Disturbingly, this is a lesson with a long history. Here, for example, is what the Inter-Agency Standing Committee (IASC) found in evaluating the international response to the 2010 earthquake in Haiti. The relevance, virtually word for word, to the situation in West Africa speaks for itself:

The international humanitarian community – with the exception of the organisations already established in Haiti for some time – did not adequately engage with national organizations, civil society, and local authorities. These critically-important partners were therefore not included in strategizing on the response operation, and international actors could not benefit from their extensive capacities, local knowledge, and cultural understanding … This is not a new observation. Exclusion of parts of the population in one way or another from relief activities is mentioned in numerous reports and evaluations.

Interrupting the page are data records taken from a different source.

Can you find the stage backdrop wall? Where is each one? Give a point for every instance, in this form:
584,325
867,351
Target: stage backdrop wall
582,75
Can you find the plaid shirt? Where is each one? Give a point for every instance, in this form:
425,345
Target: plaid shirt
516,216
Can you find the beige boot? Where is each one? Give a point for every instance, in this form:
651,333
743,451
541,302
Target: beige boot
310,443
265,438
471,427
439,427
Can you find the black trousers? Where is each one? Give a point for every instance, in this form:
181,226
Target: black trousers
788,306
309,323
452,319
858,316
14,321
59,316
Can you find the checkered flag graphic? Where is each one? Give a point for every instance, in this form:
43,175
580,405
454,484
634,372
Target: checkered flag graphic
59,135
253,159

Why is this lesson so often repeated and so often not learned? Does the answer lie in an aid culture where ‘taking the time to stop and think – to comprehend via dialogue, engagement and sociological research – runs counter to the humanitarian impulse to act’? Our report also discusses a greater concern: the degree to which people in West Africa were treated ‘as a problem – a security risk, culture-bound, unscientific – to be overcome’. 

The ‘oversight’ is hardly an oversight: people in stricken communities ‘were stereotyped as irrational, fearful, violent and primitive; too ignorant to change; victims of their own culture, in need of saving by outsiders’. Perhaps that clash of cultures highlights why we should not expect community engagement to spontaneously break out simply because the problem has been recognised.

Powerful forces work against aid actors engaging with the community during an emergency, leaving us with a lesson that has not been learned even after years of anguished ‘never again’ promises to do better.

Lessons learned are where our analysis of the power dynamics and culture of the international aid system should begin, not where it ends.